In my first corporate sales job, I was selling copiers. This was back in the late ’90s, and it was a really tough job. I was pounding the pavement, dropping business cards off. I didn’t even have a mobile phone. But what was really hard was that people really didn’t get excited about copiers — they were kind of a “necessary evil.”
At Redbooth, things are completely different. We have a very sexy platform. People are excited to speak with us. We’re solving really critical — and common — business challenges that traditionally people haven’t realized there’s a solution for.
They’ve been living inside of email and spreadsheets, and they’ve been blind in a lot of cases to what’s been going on in their business. And now, all of a sudden, they’re speaking to us and they’re saying, “Holy cow! This can really save us a lot of time and help us be more productive.”
We’re really excited about our product and we love to talk about it. But customers aren’t calling to hear us talk and talk about how much we love the platform.
They’re calling to talk about their challenges — the business challenges that they’re trying to solve. If we listen closely and it turns out that our solution is a fit, fantastic. And if it’s not, that’s okay too. Either way, we want to bring real value to the conversation and to our customers, who are located all over the world.
With our Barcelona and Silicon Valley offices and expert consultants in several different countries, we bring an international perspective. And here in our Silicon Valley office, we have team members who are fluent in a variety of languages and have lived and worked across the globe.
Having lived and worked in Amsterdam for 6 years myself, I recognize the benefits of living and working abroad. It’s not just about understanding people’s words — it’s also about understanding their culture. And people from every part of the world appreciate being heard and understood.
So I was thrilled to be able to bring in Skip Miller — president of M3 Learning, author, and in-demand trainer at Google, Cisco, Oracle, and more — to lead a series of training sessions for our sales team on how to become better listeners and more effective communicators.
Learning How to Listen Better
The first time I went to one of Skip’s trainings, what I loved about it so much is that I felt like, “Yes! This is how I think. I get this guy. He’s talking my language.” It was very interesting because it was all about human nature. Basic human communication. And I believe that most salespeople that are successful are very good at communication.
In the training at Redbooth, Skip gave us all an experiment to try out over the weekend in a social situation, and it’s something that anyone can do.
He said to us, “When you’re talking to people this weekend, no matter what you do, make your interaction all about them.
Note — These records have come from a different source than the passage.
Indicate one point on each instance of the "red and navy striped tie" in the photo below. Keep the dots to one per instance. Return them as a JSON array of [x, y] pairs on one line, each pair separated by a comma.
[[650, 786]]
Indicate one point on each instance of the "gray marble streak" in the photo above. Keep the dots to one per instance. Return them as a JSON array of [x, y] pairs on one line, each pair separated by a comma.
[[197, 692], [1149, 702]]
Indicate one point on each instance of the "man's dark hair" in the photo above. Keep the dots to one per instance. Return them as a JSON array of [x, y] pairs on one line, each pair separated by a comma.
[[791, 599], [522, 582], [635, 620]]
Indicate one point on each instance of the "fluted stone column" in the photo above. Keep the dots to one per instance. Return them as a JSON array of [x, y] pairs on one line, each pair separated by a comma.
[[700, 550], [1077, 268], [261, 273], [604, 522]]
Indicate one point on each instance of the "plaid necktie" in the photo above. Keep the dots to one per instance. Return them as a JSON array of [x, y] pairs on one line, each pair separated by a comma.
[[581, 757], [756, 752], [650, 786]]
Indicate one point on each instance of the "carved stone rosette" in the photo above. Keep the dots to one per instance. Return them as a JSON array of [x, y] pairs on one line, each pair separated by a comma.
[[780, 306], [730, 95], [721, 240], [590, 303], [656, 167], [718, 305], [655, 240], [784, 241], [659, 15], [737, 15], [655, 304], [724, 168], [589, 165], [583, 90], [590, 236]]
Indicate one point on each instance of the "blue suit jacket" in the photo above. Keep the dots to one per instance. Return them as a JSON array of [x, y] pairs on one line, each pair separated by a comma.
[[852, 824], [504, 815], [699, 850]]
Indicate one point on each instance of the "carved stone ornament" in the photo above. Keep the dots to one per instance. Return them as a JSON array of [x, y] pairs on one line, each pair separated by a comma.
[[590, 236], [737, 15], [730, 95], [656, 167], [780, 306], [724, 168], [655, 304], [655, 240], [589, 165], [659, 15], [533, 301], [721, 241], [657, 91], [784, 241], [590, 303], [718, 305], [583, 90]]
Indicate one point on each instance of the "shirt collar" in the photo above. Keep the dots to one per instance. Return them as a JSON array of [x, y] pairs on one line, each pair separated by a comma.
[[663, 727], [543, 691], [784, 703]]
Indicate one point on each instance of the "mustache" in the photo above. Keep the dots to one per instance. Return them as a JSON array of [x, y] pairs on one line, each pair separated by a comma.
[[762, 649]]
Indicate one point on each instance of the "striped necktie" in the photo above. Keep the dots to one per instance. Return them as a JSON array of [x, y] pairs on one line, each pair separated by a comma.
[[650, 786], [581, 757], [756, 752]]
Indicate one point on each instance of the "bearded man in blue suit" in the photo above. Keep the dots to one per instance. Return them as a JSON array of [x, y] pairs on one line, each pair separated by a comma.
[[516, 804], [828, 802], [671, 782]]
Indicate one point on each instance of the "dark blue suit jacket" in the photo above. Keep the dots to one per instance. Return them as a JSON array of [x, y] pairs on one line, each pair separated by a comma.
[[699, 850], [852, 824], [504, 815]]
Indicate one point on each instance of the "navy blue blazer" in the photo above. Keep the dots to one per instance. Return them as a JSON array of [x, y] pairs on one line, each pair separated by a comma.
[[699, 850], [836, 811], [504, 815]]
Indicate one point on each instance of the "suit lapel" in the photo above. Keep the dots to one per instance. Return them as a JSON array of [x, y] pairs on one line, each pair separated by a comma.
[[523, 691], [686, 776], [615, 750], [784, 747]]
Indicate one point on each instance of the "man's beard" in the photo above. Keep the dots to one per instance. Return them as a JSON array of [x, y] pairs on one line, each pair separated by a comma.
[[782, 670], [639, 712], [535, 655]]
Ask questions.” I met up with someone over the weekend, so I focused on spending most of the time being truly authentically curious and learning about the person that I was speaking with.
I found myself talking very little, asking a lot of questions, and the conversation was very interesting. I could see Skip’s point. You learn more when you ask questions and listen than you do by telling.
So the training was about learning to be fully present with each customer and really hear what each one is saying. And Skip doesn’t just talk about listening and understanding. He actually practices what he preaches. So in the training, it wasn’t “do this, do that.” He engaged us and got the team involved.
Afterwards, everyone said, “This was unlike any sales training I’ve ever been to.” The team walked away knowing that Skip understood our process. He understood our challenges. The team felt heard — and we were invigorated and encouraged because we knew those solutions were right for us.
It’s very important to us to have every one of our customers feel the same way when they call us up. We want them to be able to say, “Redbooth understands me. They understand my business challenges. They really listen.”
Investing in a Strong Team
Investing in our team like this, with training to become better listeners and communicators, is a part of our culture here. Our salespeople are here to grow, and they’re here to develop a career and develop themselves.
They know that Redbooth is committed to investing in their future. They’re going to have bigger titles and bigger roles. In fact, seeing the people I’ve hired be successful in their careers is how I measure my own success.
Creating a special space where the sales team can meet — and keep talking about what we learned in the training — is another way that we invest in our team here. After a training, people are going to lose 95% of what they heard unless you reinforce it. So we’ll be meeting regularly in the sales den to talk about what we learned.
The sales den is the “living room” in the Redwood City Redbooth office. It’s where we have our Monday morning team meetings and our Friday happy hours. It’s where we hang out. We have a bar set up there. We’ve got couches and chairs set up and it’s much more relaxed.
I find that people are a little more open — they’re more direct — in that setting than in a traditional conference room. It just puts us in a different environment where we can listen and really hear each other.
So it’s the perfect place for us to meet and talk about how our conversations with customers are going, and how we can make those conversations even better for the customers going forward.
For us, becoming better listeners starts with being fully present and listening to each other. And that’s something we can bring to every discussion we have with our customers around the world.